3. Get MechJeb and have it manage your intakes and prevent jet flameout. Make a custom window that has your max intake air with all intakes open, current intake air and intake air needed max. When Your max intake air is greater than your current intake air, it means you have too many intakes for the altitude you are currently at. If they are the same, it means you have exactly as many intakes as needed for your current altitude. When they drop below intake air needed max, you no longer have enough intakes. You want to keep these three numbers as close to each other as possible, which will be the highest point your intakes can take you before throttling kicks in.
   

[Laie]

1. 
   
2. Climb as fast as possible to your cruise ceiling, then level out and build speed as long as you can stand.
   

I disagree. In my experience (which is limited to rather heavy craft, so ymmv) it is wholly sufficient to gradually ease the climb rate, crossing the last 2000m at about 15-20m/s (i.e. in about two minutes). Long speed-building at/near the ideal cruising altitude doesn't lead to me having any more oxidizer left by the time I am in a circular orbit. Many vessels can climb through the ideal zone even a little faster without wasting fuel.

[Pecan]

I disagree with your disagreement; 1 or 2 km altitude makes practically no difference whatsoever, 100 or 200m/s does.

[Cirocco]

Allright, thanks for the answers guys. I re-designed my orbital bus yesterday to have a 2:1 intake to engine ratio and she runs better now. I can climb to about 25km and 1400m/s surface speed. She also now can carry 8 kerbals and 3 pilots (2 optional) rather than the original 8+1.

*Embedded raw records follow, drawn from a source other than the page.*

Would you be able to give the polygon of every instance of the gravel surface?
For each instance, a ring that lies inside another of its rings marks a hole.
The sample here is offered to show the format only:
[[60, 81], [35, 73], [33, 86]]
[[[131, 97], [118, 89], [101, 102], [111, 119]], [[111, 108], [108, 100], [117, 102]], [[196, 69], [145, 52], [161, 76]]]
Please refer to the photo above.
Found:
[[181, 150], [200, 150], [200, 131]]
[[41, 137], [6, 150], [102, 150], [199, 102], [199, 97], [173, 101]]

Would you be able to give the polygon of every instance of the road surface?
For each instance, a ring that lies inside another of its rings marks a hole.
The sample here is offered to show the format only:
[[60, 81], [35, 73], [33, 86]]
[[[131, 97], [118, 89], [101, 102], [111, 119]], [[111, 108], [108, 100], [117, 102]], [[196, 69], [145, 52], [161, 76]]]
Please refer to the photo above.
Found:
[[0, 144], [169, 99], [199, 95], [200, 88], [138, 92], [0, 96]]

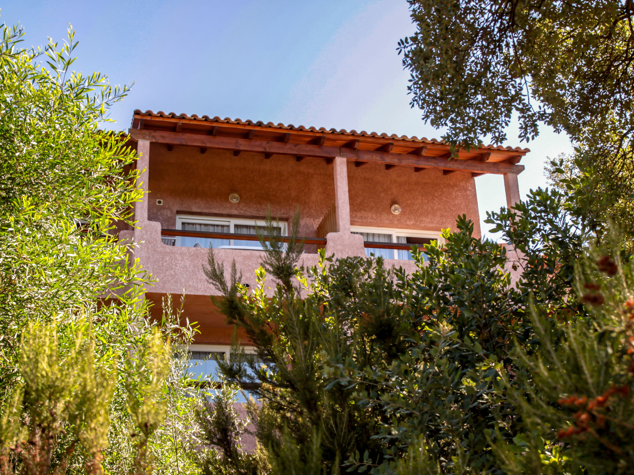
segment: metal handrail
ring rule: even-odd
[[[240,241],[259,241],[256,234],[246,234],[241,232],[209,232],[207,231],[185,231],[178,229],[162,229],[162,236],[176,236],[183,238],[210,238],[217,239],[238,239]],[[290,241],[290,237],[287,236],[276,236],[281,238],[284,243]],[[265,241],[269,241],[270,238],[264,236]],[[326,244],[326,239],[321,238],[297,238],[298,241],[304,241],[304,244]]]
[[[210,232],[208,231],[186,231],[178,229],[162,229],[162,236],[181,236],[183,238],[210,238],[218,239],[238,239],[240,241],[259,241],[255,234],[246,234],[240,232]],[[287,236],[277,236],[284,243],[290,241]],[[265,236],[264,240],[269,241],[269,237]],[[327,240],[323,238],[298,238],[298,241],[303,241],[304,244],[318,244],[325,246]],[[417,244],[397,244],[396,243],[380,243],[375,241],[364,241],[363,246],[372,249],[396,249],[401,251],[411,251],[413,246]],[[419,246],[421,250],[424,248]]]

As for ascent profile: I agree with the more gradual climb because of one simple reason: ISP of a jet engine is at max at 5km. So I do a mad dash for 5km, then get up to speed (around 180m/s) and then pull into about 45° climb where I feel The height gain and surface spped gain go at about the same rate. I start leveling off between 10 - 13km and then shallow climb to increase speed.

Guess I'll see if I can slap on some extra intakes without messing with the center of mass too much. One or two structural hull segments+bi-coupler+two intakes shouldn't weight too much. Just hope the off-set drag won't **** me over at high altitude.